DCFL created the hashwindow= option specifically for forensic use. This option prints an MD5 hash (i.e., a hash that uses the MD5 algorithm) of the data copied for every chunk of specified bytes. This sample command specifies 732,954,624 bytes, which means dcfldd will create a hash for every 699MB of data written. If you want dcfldd to create only one hash, you specify hashwindow=0. The hashes are displayed on screen, unless you use the hashlog= option to specify a file to which to write them. In the sample command, dcfldd writes to the /mnt/hashlog file. Writing this information to a file makes comparing and verifying the hashes much easier. In addition, you should print a copy of the hash file after the imaging is completed and keep that hard copy in a safe place. (I explain how to view the hash file shortly.)

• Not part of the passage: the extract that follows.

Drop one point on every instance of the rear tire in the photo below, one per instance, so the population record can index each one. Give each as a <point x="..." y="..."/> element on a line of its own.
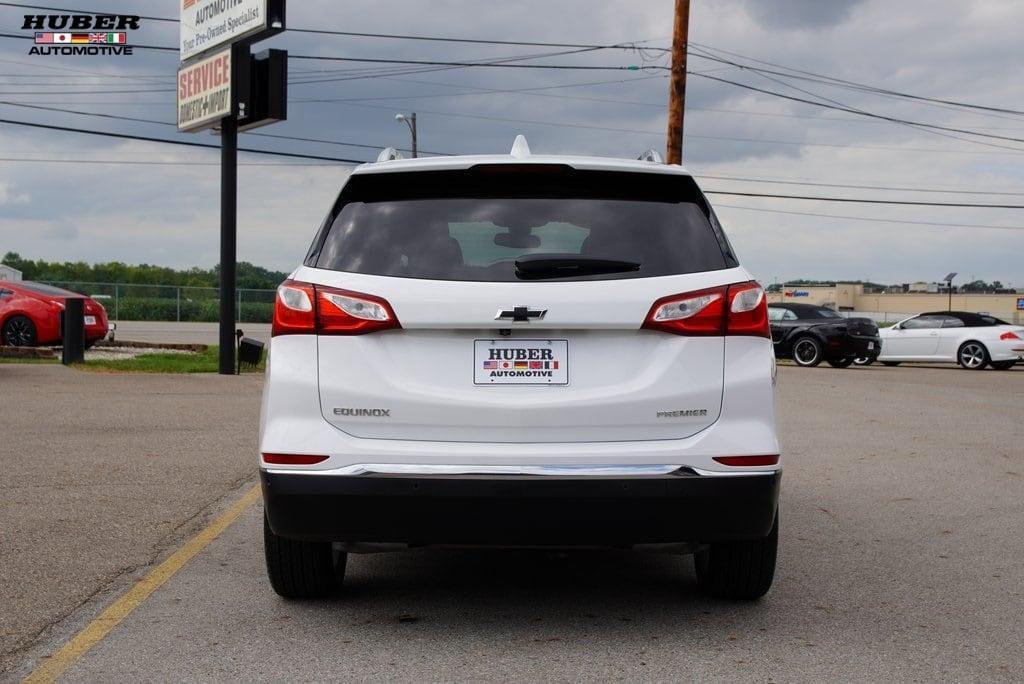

The last option tells dcfldd how to handle read errors. By default, if an error in the read process occurs, dcfldd stops execution. Setting the conv= option to noerror tells dcfldd to skip the bytes causing the read error and continue reading the disk. Adding the sync flag tells dcfldd to write a 0 value for each byte that it couldn't read, thus keeping the final file size the same, regardless of how many errors were encountered.

Alternatively, you can omit the of= option and instead use the Netcat (or Cryptcat) utility to pipe the command output to a server. For example, if you want to pipe the command output to port 5000 on the listening server (which has the IP address 192.168.1.100), the command to run is

dcfldd if=/dev/hda1 bs=4096
  hashwindow=732954624
  hashlog=/mnt/hashlog
  conv=noerror,sync | n
  -p 5000 192.168.1.100

After the dcfldd command is completed, you must use the Md5sum utility on the output file to ensure its integrity. (See "Building and Using an Incident Response Toolkit, Part 1" for details about how to use Md5sum, Netcat, and Cryptcat.)

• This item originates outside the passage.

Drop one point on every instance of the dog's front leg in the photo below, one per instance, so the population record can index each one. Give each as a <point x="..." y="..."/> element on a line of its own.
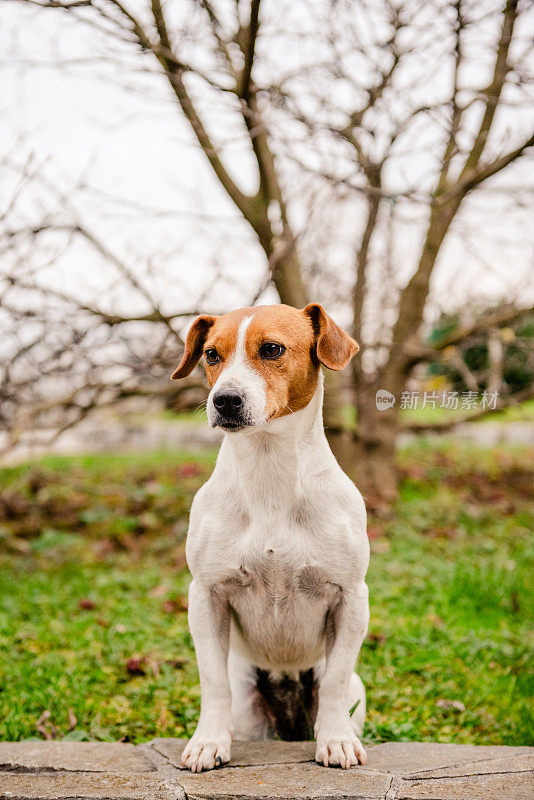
<point x="209" y="622"/>
<point x="337" y="744"/>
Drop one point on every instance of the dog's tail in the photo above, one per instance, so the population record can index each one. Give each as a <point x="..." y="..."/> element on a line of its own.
<point x="289" y="704"/>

You can use the less command to view the hashes that the dcfldd command creates. Run the command

less /mnt/hashlog

In the less command's output, you can press the Spacebar to scroll down 80 lines at a time, just as in a man page. You can also use the Up Arrow and Down Arrow keys to slowly scroll through the output.

The dcfldd command creates only one image file. Although not necessary, you can use the split command to break the file into smaller chunks. For this example, you'd use a command such as

split —bytes=699m
  /mnt/image.dd suscomp

In this command, the —bytes= option specifies how many bytes of the input file should go into each output file. In this case, 699MB is specified, which coincides with how many bytes were used to calculate each MD5 hash. The penultimate option is the name of the file to split (in this case, /mnt/image.dd). The final option is the prefix given to the output files. These files follow the format prefixaa, prefixab, prefixac, and so on. Thus, in this example, the output files are suscompaa, suscompab, suscompac, and so on. If necessary, you can later use the cat command to concatenate groups of files. For example, the command

cat suscompaa suscompab
  > combo1

combines the suscompaa and suscompab files into the combo1 file.

A Perfect Copy
You now have a digital copy of the compromised hard disk. You can perform a forensic analysis on that duplicate disk without fear of changing any data on the compromised machine. In "Performing Forensic Analyses, Part 2," I'll show you how to perform a thorough analysis.